Extremadura: a gustísimo / por Joaquín Albaicín


El recital de Salomé Pavón ante el retrato del inmortal Marqués de Porrina -gafas, pelliza y porte- se ve hasta cierto punto marcado por su preocupación por que su alergia al polen no le permita dar su mejor medida, pero la verdad es que su cante por siguiriyas, tangos y fandangos nos sabe a gloria a mí y a la concurrencia por el derroche de valentía, flamencura, dolencia y verdad con que es trenzado por su garganta de estirpe y de afinación supina. 

Extremadura: a gustísimo

Hasta Mérida llegamos Salomé y yo, tras cruzarnos en la autovía con dos carros de gitanos del siglo XIX, por la Ruta de la Plata, flanqueada por las fincas de bravo en que los astados de más pedigrí viven en solaz. ¡Emérita Augusta! Una de las cunas más egregias del ars flamenco, circuito de ruinas imperiales espolvoreadas con el pimentón de la Vera que venden junto al anfiteatro y que tan peculiar gusto da a los huevos rotos de Casa Patas… A menudo recuerdo aquellas noches flamencas en su Teatro Romano -unos años han corrido- por las que desfilaron Enrique Morente, Joaquín Cortés, La Kaíta con Miguel Vargas, Manolete, El Güito, Ketama y otros cuantos artistazos más. Miguel y Juan Vargas, tándem de guitarras de rango, nos recogen al atardecer en el Hotel Las Lomas y partimos hacia Badajoz, donde Paco Zambrano -médico eminente, historiador del flamenco y desde hace muchos años promotor escénico del arte hondo en la región- ha dispuesto que sea Salomé la protagonista de esta velada de cante en la Tertulia Flamenca de la Asociación de Arte Flamenco de Badajoz, peña con ya alrededor de cinco décadas de solera. Hace mucho que nos conocimos en una comida organizada en Madrid en los tiempos en que comenzaba a cobrar forma el proyecto de la erección de una estatua a Porrina en la Plaza Alta.

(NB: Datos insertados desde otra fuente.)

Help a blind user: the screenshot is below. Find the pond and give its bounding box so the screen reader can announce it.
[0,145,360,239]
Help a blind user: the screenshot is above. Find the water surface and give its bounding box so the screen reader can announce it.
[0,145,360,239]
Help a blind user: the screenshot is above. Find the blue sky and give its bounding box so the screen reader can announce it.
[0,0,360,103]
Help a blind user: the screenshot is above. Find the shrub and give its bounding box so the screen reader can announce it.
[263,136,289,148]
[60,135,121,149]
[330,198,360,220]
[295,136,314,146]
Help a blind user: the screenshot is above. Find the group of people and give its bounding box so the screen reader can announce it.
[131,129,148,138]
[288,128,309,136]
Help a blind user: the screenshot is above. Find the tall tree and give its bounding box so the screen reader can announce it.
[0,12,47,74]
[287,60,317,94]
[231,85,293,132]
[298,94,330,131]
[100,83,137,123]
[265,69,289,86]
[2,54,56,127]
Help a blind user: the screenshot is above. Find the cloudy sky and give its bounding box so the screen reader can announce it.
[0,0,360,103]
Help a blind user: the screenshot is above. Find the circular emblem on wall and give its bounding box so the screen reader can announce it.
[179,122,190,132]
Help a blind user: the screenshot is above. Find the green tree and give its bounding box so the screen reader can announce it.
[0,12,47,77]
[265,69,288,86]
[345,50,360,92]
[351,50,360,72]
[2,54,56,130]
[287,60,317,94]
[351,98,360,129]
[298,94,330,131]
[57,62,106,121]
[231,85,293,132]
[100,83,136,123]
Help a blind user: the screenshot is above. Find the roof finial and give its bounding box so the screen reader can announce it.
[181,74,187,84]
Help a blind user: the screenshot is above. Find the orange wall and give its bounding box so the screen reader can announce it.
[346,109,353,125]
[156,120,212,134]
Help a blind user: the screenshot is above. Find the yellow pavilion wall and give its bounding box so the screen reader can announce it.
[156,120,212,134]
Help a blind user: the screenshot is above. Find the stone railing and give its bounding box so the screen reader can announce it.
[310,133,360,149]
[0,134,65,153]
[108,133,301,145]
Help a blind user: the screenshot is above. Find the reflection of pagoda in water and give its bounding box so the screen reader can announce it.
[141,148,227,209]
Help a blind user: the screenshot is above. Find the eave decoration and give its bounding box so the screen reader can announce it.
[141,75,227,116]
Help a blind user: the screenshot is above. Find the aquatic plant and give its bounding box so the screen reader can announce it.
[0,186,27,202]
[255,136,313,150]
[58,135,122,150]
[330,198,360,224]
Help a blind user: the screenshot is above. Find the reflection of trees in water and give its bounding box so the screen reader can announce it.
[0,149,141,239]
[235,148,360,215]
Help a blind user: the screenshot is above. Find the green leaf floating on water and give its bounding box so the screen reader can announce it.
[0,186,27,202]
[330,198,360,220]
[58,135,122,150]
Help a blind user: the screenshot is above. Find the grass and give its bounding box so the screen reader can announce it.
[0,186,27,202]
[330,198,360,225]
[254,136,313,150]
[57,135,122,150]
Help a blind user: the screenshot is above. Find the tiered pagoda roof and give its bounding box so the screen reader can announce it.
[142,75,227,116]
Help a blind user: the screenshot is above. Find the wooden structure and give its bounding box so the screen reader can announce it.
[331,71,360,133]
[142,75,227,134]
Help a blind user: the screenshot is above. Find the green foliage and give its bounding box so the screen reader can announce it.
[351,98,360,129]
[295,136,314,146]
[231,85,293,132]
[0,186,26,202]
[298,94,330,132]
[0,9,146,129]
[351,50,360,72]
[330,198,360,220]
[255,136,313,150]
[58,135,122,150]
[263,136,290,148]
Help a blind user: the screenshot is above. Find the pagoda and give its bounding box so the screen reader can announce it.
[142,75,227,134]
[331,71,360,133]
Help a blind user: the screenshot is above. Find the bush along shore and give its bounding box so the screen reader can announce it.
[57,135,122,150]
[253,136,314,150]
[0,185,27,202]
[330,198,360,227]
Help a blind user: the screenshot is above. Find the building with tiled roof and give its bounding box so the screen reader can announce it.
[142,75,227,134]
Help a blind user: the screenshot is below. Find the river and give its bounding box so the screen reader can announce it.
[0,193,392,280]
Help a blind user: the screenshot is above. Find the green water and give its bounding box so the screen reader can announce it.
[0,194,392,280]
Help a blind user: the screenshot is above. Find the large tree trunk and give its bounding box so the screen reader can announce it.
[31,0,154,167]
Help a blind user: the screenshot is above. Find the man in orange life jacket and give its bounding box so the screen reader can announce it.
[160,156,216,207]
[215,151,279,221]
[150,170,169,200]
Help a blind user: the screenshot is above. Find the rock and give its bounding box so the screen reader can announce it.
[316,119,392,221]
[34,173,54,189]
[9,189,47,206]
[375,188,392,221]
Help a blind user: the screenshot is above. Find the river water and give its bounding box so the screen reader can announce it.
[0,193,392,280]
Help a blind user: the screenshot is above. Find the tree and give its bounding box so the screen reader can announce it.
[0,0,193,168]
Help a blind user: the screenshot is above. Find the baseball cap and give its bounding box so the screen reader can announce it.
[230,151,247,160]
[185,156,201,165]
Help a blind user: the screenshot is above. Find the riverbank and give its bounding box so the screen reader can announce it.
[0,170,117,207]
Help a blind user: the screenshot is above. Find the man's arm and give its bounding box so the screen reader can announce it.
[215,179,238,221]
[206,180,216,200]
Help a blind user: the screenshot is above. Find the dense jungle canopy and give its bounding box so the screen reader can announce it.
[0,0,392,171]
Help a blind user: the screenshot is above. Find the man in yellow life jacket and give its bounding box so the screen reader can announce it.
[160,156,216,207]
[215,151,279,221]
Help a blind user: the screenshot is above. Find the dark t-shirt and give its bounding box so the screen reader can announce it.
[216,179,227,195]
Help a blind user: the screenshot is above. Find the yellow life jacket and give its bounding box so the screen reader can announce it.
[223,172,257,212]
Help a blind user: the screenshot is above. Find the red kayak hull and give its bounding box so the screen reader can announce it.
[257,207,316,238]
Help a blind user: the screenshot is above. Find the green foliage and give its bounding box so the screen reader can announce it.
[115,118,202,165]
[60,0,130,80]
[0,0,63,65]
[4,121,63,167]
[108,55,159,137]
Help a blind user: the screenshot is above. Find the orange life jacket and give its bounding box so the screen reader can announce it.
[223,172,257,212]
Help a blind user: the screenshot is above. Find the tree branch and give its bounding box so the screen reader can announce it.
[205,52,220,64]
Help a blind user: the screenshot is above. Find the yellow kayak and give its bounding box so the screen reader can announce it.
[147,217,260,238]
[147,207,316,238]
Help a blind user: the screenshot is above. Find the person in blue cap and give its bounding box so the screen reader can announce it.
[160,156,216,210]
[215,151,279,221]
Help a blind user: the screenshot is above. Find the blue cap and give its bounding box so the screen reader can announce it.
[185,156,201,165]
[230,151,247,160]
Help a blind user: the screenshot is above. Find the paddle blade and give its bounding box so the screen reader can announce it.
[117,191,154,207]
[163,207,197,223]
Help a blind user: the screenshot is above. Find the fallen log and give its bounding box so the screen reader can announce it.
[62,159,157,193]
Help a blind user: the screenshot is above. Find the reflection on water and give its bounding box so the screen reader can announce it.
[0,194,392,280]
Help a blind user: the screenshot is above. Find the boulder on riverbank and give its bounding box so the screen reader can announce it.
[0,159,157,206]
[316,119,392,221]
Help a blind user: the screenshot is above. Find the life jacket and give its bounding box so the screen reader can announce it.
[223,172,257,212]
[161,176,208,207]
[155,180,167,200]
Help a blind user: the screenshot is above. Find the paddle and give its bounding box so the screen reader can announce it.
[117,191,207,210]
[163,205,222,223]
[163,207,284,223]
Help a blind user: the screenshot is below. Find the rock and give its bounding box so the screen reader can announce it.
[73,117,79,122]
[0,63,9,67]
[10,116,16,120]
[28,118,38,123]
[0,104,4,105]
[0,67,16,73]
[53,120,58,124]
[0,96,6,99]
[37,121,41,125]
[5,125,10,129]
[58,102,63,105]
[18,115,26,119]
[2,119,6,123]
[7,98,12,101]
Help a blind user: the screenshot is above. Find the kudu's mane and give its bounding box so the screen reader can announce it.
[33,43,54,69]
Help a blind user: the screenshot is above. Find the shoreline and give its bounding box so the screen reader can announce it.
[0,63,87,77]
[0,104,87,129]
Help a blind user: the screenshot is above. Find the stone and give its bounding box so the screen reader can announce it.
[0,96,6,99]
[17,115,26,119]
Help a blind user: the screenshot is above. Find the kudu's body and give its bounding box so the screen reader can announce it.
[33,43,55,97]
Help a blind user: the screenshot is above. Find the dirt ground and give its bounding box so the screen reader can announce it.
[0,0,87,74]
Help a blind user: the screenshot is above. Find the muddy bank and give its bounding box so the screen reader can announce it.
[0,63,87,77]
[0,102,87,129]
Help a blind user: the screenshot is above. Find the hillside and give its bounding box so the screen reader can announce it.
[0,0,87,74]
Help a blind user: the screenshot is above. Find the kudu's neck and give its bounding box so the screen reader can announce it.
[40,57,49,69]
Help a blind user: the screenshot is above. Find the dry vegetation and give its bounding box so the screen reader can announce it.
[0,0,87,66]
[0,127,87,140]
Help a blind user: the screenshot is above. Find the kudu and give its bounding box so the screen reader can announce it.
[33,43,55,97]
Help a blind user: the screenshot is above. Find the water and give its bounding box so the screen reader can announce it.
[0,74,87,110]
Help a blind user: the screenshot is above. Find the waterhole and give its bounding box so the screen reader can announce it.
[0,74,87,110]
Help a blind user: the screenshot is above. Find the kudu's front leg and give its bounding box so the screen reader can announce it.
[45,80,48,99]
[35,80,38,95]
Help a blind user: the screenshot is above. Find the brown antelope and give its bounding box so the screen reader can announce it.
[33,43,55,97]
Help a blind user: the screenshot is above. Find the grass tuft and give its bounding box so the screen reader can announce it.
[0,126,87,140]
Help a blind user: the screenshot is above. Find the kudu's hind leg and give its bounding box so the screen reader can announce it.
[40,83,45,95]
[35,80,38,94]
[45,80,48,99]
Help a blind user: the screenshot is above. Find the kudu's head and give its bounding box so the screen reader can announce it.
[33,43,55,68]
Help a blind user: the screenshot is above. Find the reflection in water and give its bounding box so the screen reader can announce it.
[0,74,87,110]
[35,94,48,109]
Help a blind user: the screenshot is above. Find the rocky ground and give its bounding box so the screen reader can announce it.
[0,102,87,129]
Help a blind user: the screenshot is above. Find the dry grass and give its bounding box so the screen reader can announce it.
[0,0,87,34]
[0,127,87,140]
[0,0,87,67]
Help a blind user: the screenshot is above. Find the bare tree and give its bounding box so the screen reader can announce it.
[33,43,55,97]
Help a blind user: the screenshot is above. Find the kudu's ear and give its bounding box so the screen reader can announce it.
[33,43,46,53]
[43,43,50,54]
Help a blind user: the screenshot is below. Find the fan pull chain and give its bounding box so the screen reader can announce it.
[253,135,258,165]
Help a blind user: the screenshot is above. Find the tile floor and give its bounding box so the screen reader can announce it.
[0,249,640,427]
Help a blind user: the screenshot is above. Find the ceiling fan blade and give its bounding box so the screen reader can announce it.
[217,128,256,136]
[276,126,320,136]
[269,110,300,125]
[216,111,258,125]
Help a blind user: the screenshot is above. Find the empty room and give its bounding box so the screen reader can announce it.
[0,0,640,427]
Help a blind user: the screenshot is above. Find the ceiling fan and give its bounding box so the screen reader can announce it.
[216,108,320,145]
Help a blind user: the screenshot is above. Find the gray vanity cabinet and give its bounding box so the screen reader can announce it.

Paco nos obsequia nada más llegar con su más reciente libro: Artistas flamencos extremeños en discos de 78 rpm (1899-1960), al que acompaña la recuperación en formato CD de grabaciones en pizarra de Porrina, Manolo Fregenal, Manolo y Pepe de Badajoz, Pepe Azuaga… Lo abro y voy a caer sobre una foto de mi tío Miguel y Pepe de Badajoz impresionada en la época en que, él como bailaor y en calidad de guitarrista el segundo, recorrieron América con Argentinita. Y bueno, una copita y a ir tomando asiento.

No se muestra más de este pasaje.